With about a week and a half left in the open enrollment period for health insurance purchased on the federal exchange, the number of Montanans who have enrolled so far is down.
By Monday, 10,560 people in the state had signed up for plans with coverage starting in 2020, according to the federal Centers for Medicare and Medicaid. At the same point last year, the fourth week of the enrollment period, 11,241 had enrolled. In 2017, 13,926 had signed up by the fourth week.
The open enrollment period ends Dec. 15. Plans sold on the federal exchange this year for Montana will have lower premiums than in years past, attributable to a reinsurance program the state Legislature passed earlier this year.
In June, all three insurance companies that sell plans on the exchange in Montana proposed premium reductions, citing the reinsurance program, with decreases ranging from 8% to 14%.
Enrollment numbers typically jump in the final week or so of the period. In 2018, according to numbers from the Centers for Medicare and Medicaid, 45,733 Montanans enrolled for health insurance plans on the exchange. That was down about 2,000 from the year before.
Enrollment has declined in the last few years, as the period to sign up for coverage has been cut in half, advertising money from the federal government was slashed, and the mandate individuals carry health insurance coverage became toothless.
In 2018 Montana had no applicants to be navigators that help people select insurance plans, after the funding for the program was cut under the Trump administration, from $63 million in 2016 to $36.1 million the following year and $10 million by 2018. Funding was $10 million again this year, with $100,000 available in Montana.

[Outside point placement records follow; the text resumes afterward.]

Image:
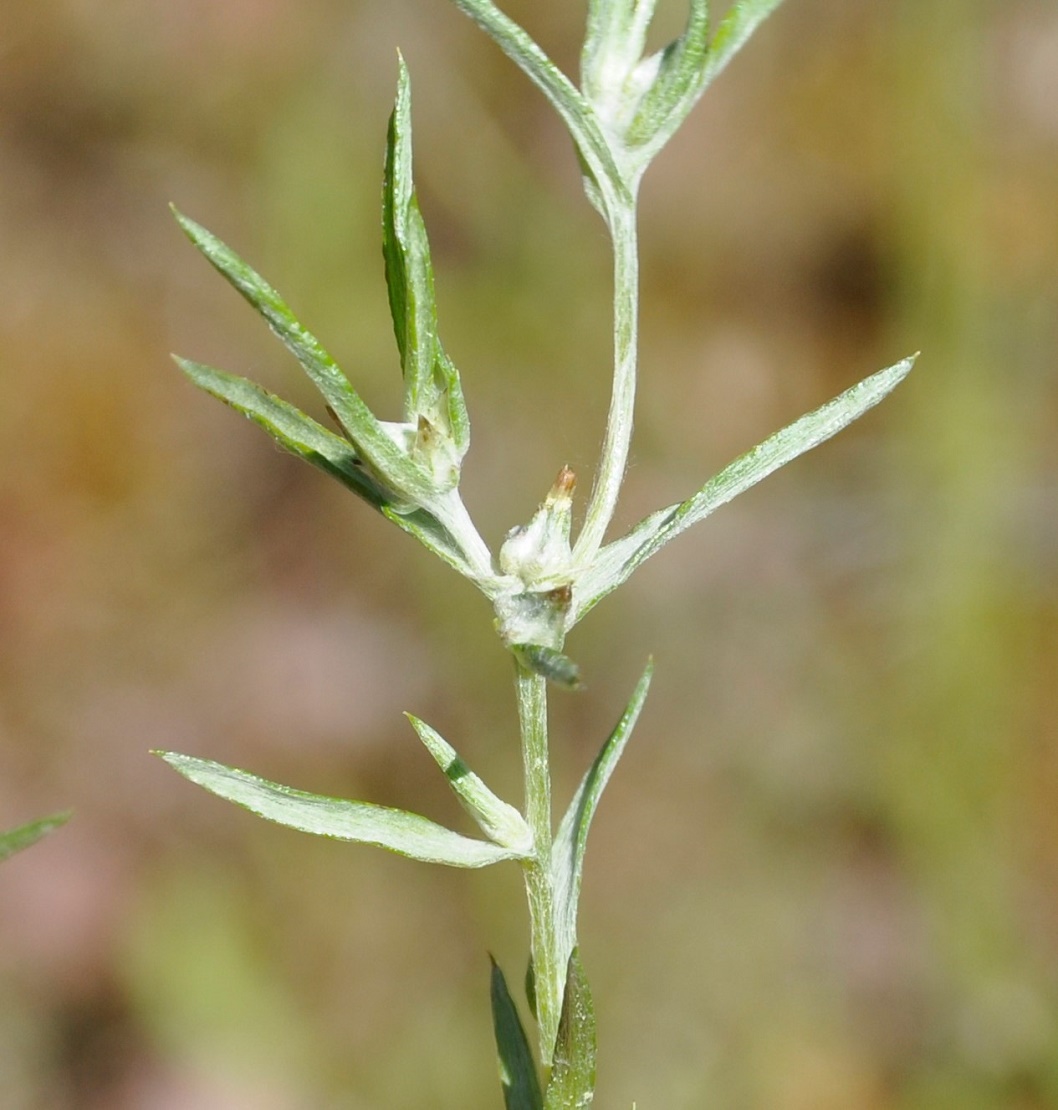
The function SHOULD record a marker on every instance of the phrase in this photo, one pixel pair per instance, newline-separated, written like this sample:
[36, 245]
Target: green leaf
[675, 87]
[500, 821]
[733, 33]
[16, 839]
[304, 437]
[614, 42]
[685, 69]
[375, 447]
[517, 1071]
[616, 561]
[394, 829]
[431, 381]
[571, 841]
[572, 1085]
[565, 98]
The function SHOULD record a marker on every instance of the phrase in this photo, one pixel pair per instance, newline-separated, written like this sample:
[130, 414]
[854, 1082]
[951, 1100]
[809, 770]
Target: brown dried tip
[564, 484]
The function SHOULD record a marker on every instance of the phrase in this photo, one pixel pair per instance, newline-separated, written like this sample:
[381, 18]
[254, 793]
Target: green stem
[550, 979]
[614, 455]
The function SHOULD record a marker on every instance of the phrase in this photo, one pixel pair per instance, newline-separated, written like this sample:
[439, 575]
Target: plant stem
[550, 978]
[614, 455]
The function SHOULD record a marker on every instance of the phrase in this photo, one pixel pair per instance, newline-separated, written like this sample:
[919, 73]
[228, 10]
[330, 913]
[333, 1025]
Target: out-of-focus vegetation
[854, 714]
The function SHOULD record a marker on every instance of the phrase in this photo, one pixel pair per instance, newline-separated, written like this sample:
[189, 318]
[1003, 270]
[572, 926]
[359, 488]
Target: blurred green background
[826, 875]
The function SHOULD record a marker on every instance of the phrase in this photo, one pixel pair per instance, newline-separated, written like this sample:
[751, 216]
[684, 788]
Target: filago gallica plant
[543, 579]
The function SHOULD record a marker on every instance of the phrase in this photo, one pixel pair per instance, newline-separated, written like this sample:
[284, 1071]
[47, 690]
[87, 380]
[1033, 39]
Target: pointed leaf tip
[517, 1070]
[361, 821]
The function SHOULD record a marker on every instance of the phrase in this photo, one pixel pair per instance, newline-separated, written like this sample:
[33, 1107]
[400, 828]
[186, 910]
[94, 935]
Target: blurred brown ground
[826, 875]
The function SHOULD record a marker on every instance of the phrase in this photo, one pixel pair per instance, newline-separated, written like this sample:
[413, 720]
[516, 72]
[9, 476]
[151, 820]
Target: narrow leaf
[572, 1085]
[517, 1071]
[733, 33]
[362, 821]
[375, 447]
[571, 841]
[614, 41]
[291, 429]
[431, 381]
[500, 821]
[616, 561]
[550, 664]
[16, 839]
[674, 91]
[687, 68]
[304, 437]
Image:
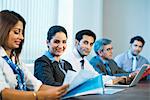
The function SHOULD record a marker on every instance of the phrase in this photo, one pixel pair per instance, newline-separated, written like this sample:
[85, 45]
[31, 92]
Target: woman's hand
[51, 92]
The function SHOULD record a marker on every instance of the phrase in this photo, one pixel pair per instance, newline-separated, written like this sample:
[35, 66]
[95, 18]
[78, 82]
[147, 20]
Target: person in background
[16, 82]
[84, 41]
[50, 68]
[103, 61]
[126, 59]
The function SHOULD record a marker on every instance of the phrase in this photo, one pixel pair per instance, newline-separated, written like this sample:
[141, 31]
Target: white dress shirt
[8, 78]
[74, 58]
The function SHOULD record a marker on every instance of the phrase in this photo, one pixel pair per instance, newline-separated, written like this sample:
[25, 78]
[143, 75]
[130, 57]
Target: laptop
[134, 81]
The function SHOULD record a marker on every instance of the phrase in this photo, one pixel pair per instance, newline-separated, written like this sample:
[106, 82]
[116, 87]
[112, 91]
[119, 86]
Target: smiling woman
[49, 68]
[16, 82]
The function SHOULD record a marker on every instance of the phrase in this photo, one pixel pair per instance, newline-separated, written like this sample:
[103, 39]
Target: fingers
[62, 90]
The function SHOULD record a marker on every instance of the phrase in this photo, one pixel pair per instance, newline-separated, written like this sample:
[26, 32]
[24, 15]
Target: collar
[130, 55]
[103, 61]
[51, 57]
[77, 55]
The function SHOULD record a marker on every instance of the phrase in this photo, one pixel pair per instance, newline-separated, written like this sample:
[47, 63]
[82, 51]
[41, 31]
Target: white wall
[88, 15]
[125, 18]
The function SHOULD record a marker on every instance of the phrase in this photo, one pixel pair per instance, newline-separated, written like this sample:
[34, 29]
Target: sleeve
[118, 69]
[32, 82]
[118, 60]
[43, 71]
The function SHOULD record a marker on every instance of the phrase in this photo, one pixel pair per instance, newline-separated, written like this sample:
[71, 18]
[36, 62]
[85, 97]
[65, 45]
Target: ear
[76, 42]
[48, 43]
[100, 53]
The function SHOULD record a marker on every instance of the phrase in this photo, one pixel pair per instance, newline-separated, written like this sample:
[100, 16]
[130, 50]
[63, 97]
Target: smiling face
[107, 52]
[136, 47]
[57, 44]
[85, 45]
[15, 37]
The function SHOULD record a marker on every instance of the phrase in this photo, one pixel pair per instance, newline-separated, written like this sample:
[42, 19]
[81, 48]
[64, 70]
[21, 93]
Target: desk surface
[139, 92]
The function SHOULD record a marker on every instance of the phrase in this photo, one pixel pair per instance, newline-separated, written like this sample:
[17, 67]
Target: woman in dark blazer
[50, 68]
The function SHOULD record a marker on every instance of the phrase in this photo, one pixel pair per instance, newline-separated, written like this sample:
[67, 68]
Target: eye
[16, 32]
[64, 41]
[91, 44]
[56, 41]
[85, 42]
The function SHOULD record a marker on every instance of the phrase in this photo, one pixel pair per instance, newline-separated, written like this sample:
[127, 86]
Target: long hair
[8, 20]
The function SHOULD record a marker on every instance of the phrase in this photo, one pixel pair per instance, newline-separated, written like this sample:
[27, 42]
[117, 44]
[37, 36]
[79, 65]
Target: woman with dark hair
[50, 68]
[16, 82]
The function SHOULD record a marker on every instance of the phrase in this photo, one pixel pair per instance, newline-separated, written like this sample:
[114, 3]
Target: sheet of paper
[76, 78]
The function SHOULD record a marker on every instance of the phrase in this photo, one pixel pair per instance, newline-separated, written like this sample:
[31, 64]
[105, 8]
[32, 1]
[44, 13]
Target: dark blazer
[49, 72]
[98, 65]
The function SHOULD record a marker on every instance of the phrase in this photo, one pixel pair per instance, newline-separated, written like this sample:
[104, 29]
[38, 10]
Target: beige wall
[123, 19]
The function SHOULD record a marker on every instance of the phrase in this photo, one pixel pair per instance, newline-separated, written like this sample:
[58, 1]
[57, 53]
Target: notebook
[134, 81]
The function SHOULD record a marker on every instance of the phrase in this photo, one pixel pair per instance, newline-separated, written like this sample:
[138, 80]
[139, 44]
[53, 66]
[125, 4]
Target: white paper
[76, 78]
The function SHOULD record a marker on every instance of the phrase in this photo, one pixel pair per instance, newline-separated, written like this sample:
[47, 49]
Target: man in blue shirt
[103, 62]
[125, 60]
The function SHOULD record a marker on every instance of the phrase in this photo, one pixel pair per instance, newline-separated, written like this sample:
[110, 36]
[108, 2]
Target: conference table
[139, 92]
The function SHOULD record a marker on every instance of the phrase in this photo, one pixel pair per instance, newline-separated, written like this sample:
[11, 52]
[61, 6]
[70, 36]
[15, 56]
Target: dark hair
[79, 35]
[53, 30]
[138, 38]
[8, 19]
[100, 43]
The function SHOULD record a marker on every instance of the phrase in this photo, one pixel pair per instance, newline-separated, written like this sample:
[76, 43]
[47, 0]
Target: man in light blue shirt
[125, 60]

This year, however, Montana had one applicant to be a navigator, First Choice Services, a West Virginia organization certified by the state Auditor's office.
First Choice Services is working under the name Montana Navigator, said outreach coordinator Jeremy Smith.
Their number is 406-430-0005.
In other parts of the country, the organization operates gambling addiction, substance use disorder, tobacco quit and suicide crisis telephone help lines. After seeing no one apply for Montana's grant, Smith said First Choice Services considered expanding here and using the same help-by-phone model it has elsewhere. It also applied for and got grants to provide navigator services in New Hampshire and Iowa this year.
First Choice Services had also worked under a navigator grant in West Virginia, where it saw its budget cut from $600,000 to $100,000.
"We revamped our program and based it from our home office as a social service help line," Smith said. "We really didn't miss a beat. We were still able to help just as many people as we always did."
Smith said his organization has been able to overcome not being able to sit down and meet with people in person by coaching staff to be personable and make sure they don't confuse people to think it's a sales call.